April 05, 2013
“If you see 10 troubles coming down the road, you can be sure that nine will run into the ditch before they reach you,” said Calvin Coolidge, who ever counseled patience over the rash response.
Unfortunately, the troubles presented by North Korea’s Kim Jong Un seem unlikely to run into a ditch before they reach us.
For Kim has crawled out on a limb. He has threatened to attack U.S. forces in Korea and bases in Asia, even U.S. cities. He has declared the truce that ended the Korean War dead and that “a state of war” exists with the South. All ties to the South have been cut.
The United States has sent B-52s and stealth fighters to Korea and anti-missile warships to the Sea of Japan. Two B-2 bombers flew from Missouri to Korea and back in a provocative fly-by of the Hermit Kingdom. And both South Korea and we have warned that, should the North attack, swift retribution will follow.
Kim Jong Un is in a box. If he launches an attack, he risks escalation into war. But if his bluster about battling the United States turns out to be all bluff, he risks becoming an object of ridicule in Asia and at home.
Why is he playing with fire? Because his father and grandfather did, and got away with murder.

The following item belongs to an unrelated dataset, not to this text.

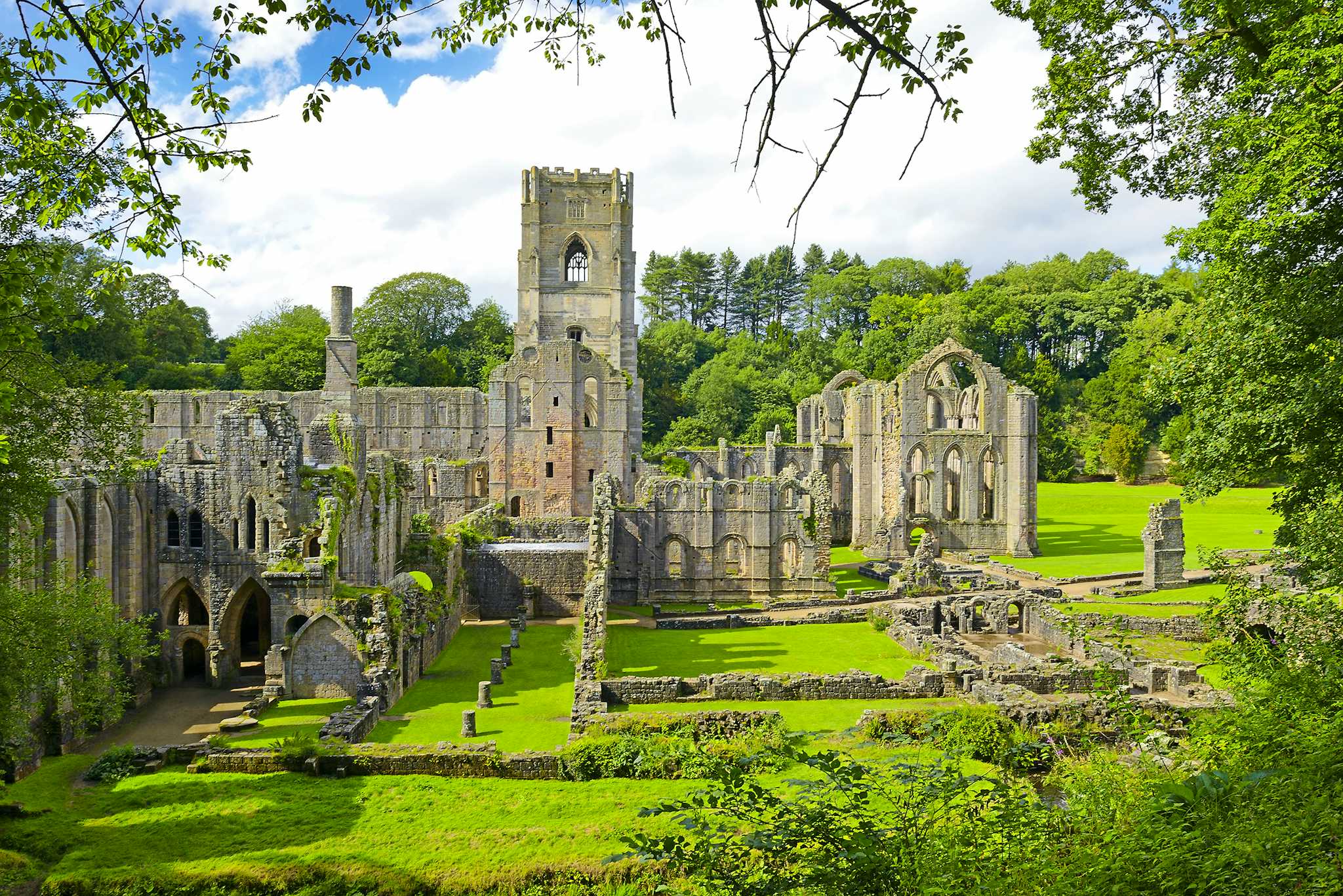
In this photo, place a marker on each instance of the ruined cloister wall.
(730, 540)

In 1968, Kim Il Sung hijacked the U.S. intelligence ship Pueblo and held its crew hostage. America, tied down in Vietnam, did nothing. In 1976, North Koreans ax-murdered two U.S. officers in the DMZ. In 1983, Pyongyang tried to assassinate South Korea’s president in Burma and blew up three members of his cabinet. In 1987, North Koreans blew up a South Korean airliner.
These unpunished atrocities all occurred during the rule of Kim Il Sung.

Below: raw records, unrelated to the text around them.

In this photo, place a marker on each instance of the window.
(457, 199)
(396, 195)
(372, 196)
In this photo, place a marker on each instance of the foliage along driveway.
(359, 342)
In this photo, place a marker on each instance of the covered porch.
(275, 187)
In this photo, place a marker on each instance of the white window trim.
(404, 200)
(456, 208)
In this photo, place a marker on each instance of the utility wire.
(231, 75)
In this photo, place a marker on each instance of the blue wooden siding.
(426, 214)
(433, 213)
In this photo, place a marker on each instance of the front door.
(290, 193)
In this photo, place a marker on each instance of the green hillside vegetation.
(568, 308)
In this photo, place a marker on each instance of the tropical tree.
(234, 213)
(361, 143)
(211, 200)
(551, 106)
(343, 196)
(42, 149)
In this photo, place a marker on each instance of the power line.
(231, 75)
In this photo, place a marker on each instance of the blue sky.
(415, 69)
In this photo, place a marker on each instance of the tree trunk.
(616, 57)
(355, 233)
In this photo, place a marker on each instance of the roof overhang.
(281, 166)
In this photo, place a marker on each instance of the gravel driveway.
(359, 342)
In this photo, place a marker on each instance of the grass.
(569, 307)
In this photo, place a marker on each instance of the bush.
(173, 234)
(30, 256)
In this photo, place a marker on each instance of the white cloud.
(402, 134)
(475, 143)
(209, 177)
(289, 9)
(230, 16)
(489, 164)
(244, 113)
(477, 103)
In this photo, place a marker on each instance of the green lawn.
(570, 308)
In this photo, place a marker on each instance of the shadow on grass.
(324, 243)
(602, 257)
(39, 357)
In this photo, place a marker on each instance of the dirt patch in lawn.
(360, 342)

Under Kim Jong Il, Pyongyang torpedoed a South Korean patrol boat, killing 47, and shelled a South Korean island, killing four. Neither Washington nor Seoul retaliated.

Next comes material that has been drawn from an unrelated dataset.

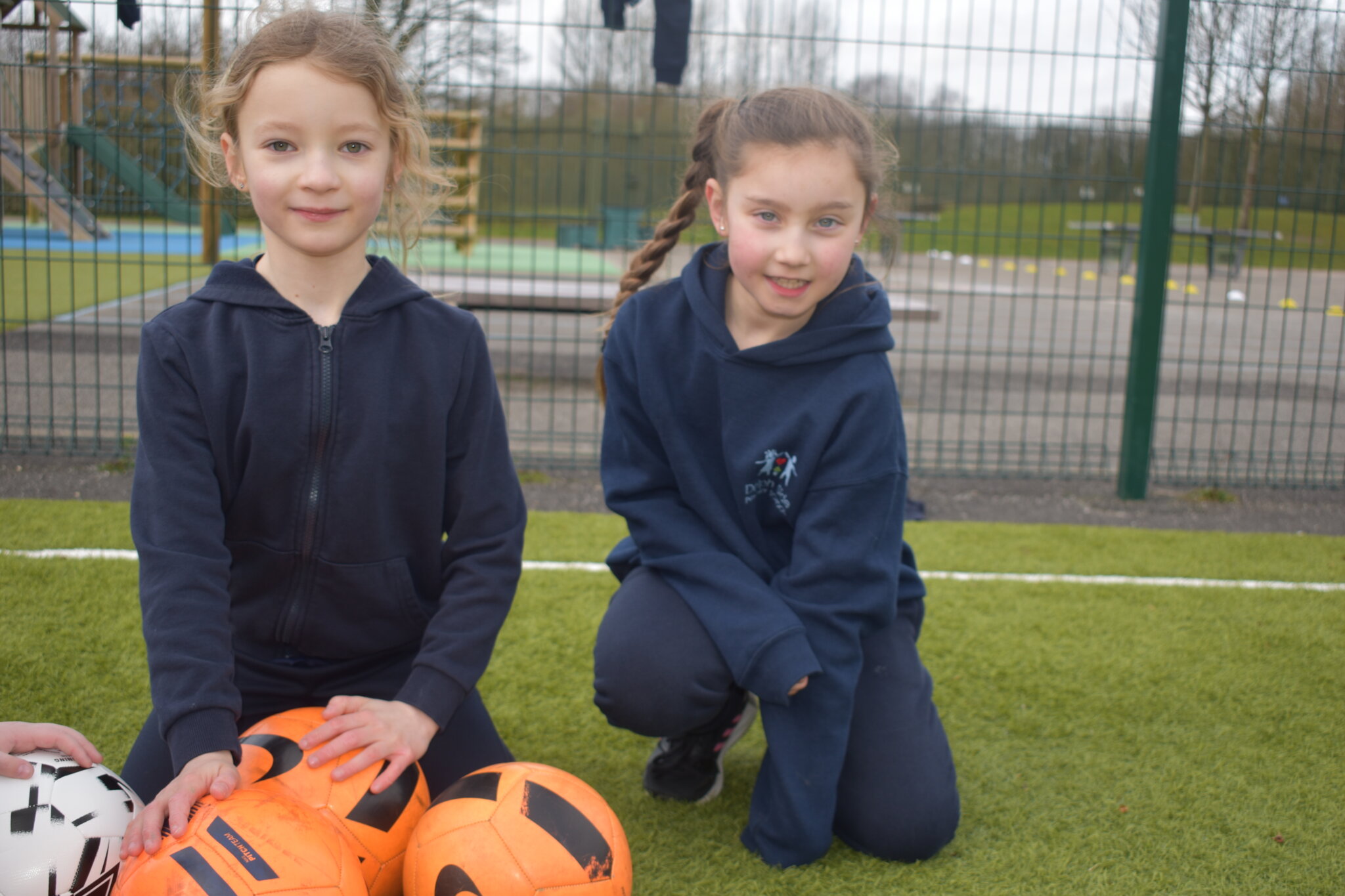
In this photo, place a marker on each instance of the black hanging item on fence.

The danger is that Kim Jong Un believes he, too, can get away with murder and he, too, will be appeased with aid and investments.
Yet neither President Obama nor President Park Geun Hye—whose father, President Park Chung Hee, was the target of assassination attempts and whose mother died in one—can be seen as tolerating another North Korean outrage.
To avoid a collision, a diplomatic path will have to be opened for Kim to back away from the confrontation he has provoked. But, in the longer term, America has to ask herself:
What are we doing, 20 years after the end of the Cold War, with 28,000 troops in Korea and thousands on the DMZ facing the North?